Verified answer

r' = integral r'' dt = integral (0,0,-g) dt = (A,B, -gt + C)

A, B, C = constants

r'(0) = (a,b,c) = (A,B,-g(0) + C)

a = A

b = B

c = C

so r'(t) = (a,b,-gt + c)

r = integral{ r' dt} = integral (a,b,-gt + c) dt

= (at + A', bt + B', -gt^2 / 2 + ct + C')

where A', B', C' are constants

r(0) = (0,0,0) = (A', B', C')

A' = 0

B' = 0

C' = 0

so

r(t) = (at, bt, -gt^2 / 2 + ct).........[Ans.]

which is exactly what you would suspect. The projectile starts out with velocity in the x and y directions of (a,b), at a time t later, the projectile has traveled at, and bt in the x and y directions, respectively (i.e. distance = velocity * time).
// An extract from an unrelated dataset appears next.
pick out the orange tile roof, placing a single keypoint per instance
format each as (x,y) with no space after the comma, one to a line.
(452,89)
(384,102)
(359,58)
In the x and y directions there is no acceleration (no change in speed), so we just have them constantly moving at their given rates of a and b.

In the z direction we have r = -gt^2 / 2 + ct, which is the usual constant acceleration equation for a projectile that starts at an initial position of zero, which it does.

To find when its speed is minimized, notice r' = velocity

| r' | = speed = sqrt{a^2 + b^2 + (c - gt)^2}

minimize speed by seeking d|r'| / dt = 0

d|r'| / dt = (1/2){a^2 + b^2 + (c - gt)^2}^{-1/2} { 2 (c - gt)(-g) } = 0

This amounts to the numerator vanishing

c - gt = 0

---> t = c / g .....................[Ans.]

is when the speed is minimized

Minimizing the speed |r'(t)| also minimizes the square of the speed |r'(t)|²

r'(t) = r'(0) + ∫[0,t] r"(t) dt = (a, b, c) + (0, 0, -gt)

r'(t) = (a, b, c-gt)

|r'(t)|² = a² + b² + (c - gt)²

This is clearly minimized when c=gt or t = c/g

For the trajectory, integrate:

r(t) = r(0) + ∫[0,t] r'(t) dt = (0, 0, 0) + (at, bt, ct - gt²/2)

r(t) = (a,b,c)t - (0, 0, g/2)t²